Solid-state electro-aerodynamic propulsion systems are devices that utilize atmospheric pressure corona discharge and have been actively researched in recent years as a means of achieving silent drones. However, these systems contain multiple, widely disparate time and spatial scales. Therefore, the governing equations of the systems, a three-component plasma fluid model that considers the presence of electrons, positive ions, and negative ions, constitute a stiff non-linear system of partial differential equations, challenging to solve. Here, we have developed an ANEMONE simulator capable of numerically estimating the corona inception voltage and energy conversion efficiency in three-dimensional solid-state electro-aerodynamic propulsion systems. Specifically, on the basis of the governing equations, we adopted the method of characteristics and the perturbation method to obtain the sub-problems. Furthermore, we have successfully obtained the integral equations, making the sub-problems easier to solve. Finally, we validated the prediction results based on the theoretical results in a previous study. Remarkably, ANEMONE is the first simulator in the world which predicted the two representative performance (i.e., the corona inception voltage and energy conversion efficiency) of fully three-dimensional propulsion systems.

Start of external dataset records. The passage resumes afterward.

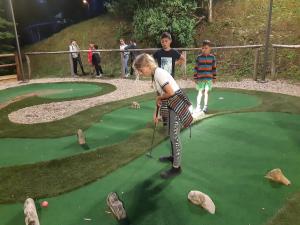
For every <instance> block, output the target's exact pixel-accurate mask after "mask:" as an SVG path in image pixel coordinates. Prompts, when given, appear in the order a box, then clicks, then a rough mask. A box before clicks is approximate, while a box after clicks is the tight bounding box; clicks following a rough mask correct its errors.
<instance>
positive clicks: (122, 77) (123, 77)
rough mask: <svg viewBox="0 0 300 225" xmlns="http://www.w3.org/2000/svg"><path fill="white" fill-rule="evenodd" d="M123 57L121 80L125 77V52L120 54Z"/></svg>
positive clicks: (120, 53)
mask: <svg viewBox="0 0 300 225" xmlns="http://www.w3.org/2000/svg"><path fill="white" fill-rule="evenodd" d="M120 55H121V78H124V77H125V63H124V52H120Z"/></svg>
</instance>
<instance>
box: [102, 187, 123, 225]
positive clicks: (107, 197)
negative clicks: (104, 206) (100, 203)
mask: <svg viewBox="0 0 300 225" xmlns="http://www.w3.org/2000/svg"><path fill="white" fill-rule="evenodd" d="M106 203H107V206H108V207H109V208H110V210H111V212H112V213H113V214H114V216H115V217H116V218H117V220H122V219H125V218H126V211H125V209H124V206H123V203H122V202H121V201H120V200H119V197H118V195H117V193H115V192H111V193H109V194H108V196H107V199H106Z"/></svg>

固态电气动推进系统（solid-state electro-aerodynamic propulsion systems）是一类利用大气压电晕放电（corona discharge）的装置，近年来作为实现静音无人机的技术路径受到了广泛研究。然而，此类系统存在跨度极大的多时空尺度特性。描述该系统的控制方程——即考虑电子、正离子与负离子存在的三组分等离子体流体模型——构成了一组刚性非线性偏微分方程组，求解难度极高。本研究开发了ANEMONE模拟器，可对三维固态电气动推进系统的电晕起始电压（corona inception voltage）与能量转换效率（energy conversion efficiency）进行数值预估。具体而言，研究团队基于控制方程，采用特征线法（method of characteristics）与摄动法（perturbation method）推导得到子问题，并进一步通过积分方程（integral equations）简化了子问题的求解流程。最终，研究团队通过对标既往研究的理论结果，验证了该模拟器的预测准确性。值得注意的是，ANEMONE是全球首款可对全三维推进系统的两项代表性性能指标（即电晕起始电压与能量转换效率）进行精准预测的模拟器。